Di certo c'è che l'avvocato pugliese ha già consumato due governi e ci vuole un certo coraggio nel dargli per la terza volta fiducia. Non fosse altro perché in questi due anni non si è ancora ben capito cosa rappresenti davvero Conte. È un grillino spuntato a sorpresa a Palazzo Chigi perché amico degli amici. È il testimone di nozze dell'alleanza tra Di Maio e Salvini. È poi diventato il nemico di Salvini e l'avversario interno di Di Maio. È il premier che a un certo punto ha preso le distanze dai Cinque Stelle, per candidarsi a punto di riferimento futuro per la sinistra. Non ha mancato di dire che il suo cuore ha sempre battuto per il Pd, ma si è anche ritrovato, non a sua insaputa, benedetto da Trump. È un po' americano e un po' cinese. È nato con Renzi e morto con Renzi.

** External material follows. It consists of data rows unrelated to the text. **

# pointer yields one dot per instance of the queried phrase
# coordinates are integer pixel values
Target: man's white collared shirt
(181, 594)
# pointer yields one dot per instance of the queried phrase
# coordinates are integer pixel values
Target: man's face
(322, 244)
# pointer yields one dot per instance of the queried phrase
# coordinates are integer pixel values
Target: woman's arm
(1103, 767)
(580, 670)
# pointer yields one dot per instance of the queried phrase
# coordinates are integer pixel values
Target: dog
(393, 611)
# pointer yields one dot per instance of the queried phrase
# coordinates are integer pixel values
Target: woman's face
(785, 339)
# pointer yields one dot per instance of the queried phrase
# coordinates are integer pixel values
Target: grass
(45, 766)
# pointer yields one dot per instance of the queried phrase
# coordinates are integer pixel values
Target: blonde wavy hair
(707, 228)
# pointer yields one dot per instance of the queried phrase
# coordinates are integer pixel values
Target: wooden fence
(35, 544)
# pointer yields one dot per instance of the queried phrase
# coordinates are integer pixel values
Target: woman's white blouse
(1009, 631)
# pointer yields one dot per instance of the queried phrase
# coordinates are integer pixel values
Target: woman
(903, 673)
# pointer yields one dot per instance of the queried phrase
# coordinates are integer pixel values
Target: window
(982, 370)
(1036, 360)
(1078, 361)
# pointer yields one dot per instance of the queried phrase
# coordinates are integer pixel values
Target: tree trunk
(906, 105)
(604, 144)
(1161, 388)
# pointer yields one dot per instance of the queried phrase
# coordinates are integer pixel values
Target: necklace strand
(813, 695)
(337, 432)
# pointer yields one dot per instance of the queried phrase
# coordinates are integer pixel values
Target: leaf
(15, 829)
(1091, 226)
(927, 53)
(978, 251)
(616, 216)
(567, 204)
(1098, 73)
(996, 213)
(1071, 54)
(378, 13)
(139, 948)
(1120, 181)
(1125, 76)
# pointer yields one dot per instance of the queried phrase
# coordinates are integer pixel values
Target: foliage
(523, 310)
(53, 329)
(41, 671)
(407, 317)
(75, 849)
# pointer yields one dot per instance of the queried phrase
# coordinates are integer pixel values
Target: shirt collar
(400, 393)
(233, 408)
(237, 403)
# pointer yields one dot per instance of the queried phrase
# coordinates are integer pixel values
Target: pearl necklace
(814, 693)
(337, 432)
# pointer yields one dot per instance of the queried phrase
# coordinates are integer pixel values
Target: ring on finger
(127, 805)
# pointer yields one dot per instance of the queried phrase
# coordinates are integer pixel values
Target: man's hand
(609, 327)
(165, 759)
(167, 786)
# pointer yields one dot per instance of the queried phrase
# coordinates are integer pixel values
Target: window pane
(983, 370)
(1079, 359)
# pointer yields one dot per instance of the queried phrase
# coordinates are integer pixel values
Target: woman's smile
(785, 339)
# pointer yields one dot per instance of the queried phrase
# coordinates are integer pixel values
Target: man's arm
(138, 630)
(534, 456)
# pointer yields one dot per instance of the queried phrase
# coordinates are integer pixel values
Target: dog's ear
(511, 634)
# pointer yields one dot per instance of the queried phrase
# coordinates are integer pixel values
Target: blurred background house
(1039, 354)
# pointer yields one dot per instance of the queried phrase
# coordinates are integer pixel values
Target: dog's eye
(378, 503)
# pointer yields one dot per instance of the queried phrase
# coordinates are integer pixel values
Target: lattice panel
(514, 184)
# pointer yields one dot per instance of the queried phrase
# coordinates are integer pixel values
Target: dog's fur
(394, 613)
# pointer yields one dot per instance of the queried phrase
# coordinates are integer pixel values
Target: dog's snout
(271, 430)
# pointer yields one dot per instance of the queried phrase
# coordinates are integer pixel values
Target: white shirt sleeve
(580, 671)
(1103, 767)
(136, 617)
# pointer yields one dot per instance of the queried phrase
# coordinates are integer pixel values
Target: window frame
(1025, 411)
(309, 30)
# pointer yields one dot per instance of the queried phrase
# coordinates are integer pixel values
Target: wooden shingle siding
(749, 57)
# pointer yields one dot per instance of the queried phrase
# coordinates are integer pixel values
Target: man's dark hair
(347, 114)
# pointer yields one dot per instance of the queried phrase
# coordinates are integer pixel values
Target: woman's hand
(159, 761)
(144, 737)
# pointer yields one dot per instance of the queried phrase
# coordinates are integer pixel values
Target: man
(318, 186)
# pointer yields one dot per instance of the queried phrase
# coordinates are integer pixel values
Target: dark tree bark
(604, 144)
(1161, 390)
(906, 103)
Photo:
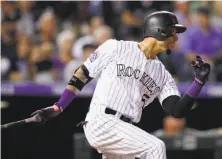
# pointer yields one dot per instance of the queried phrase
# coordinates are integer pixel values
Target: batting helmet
(159, 25)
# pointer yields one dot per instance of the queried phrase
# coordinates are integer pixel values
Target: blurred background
(42, 43)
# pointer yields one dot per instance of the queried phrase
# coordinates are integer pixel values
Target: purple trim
(194, 89)
(65, 99)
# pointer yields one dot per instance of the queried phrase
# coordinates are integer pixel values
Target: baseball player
(130, 77)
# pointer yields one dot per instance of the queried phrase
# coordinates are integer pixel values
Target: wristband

Qualcuno si ricorda un'idea politica di Conte? Forse è proprio questo il suo segreto e non è un caso che il suo destino sia legato ai «responsabili». La realtà è che ne incarna lo spirito. È quel tipo di «responsabilità» che ha nel trasformismo la sua vocazione politica. È l'arte di Fregoli applicata ai giochi della democrazia, basta cambiarsi d'abito e ripresentarsi con la stessa faccia sorridente e un oplà di benvenuto verso il pubblico. Uno, due, tre. Rieccomi. Solo che non è Fanfani. Non ha una strategia. Non crede in nulla che non sia il tirare a campare.
Quello che accadrà forse si vedrà lunedì o martedì in Parlamento, quando il Conte due chiederà la fiducia. A quel punto si capirà qualcosa di più sulla sceneggiatura di questa crisi surreale. Sapremo se Conte è al capolinea o se ricomincerà a fare il morto a galla.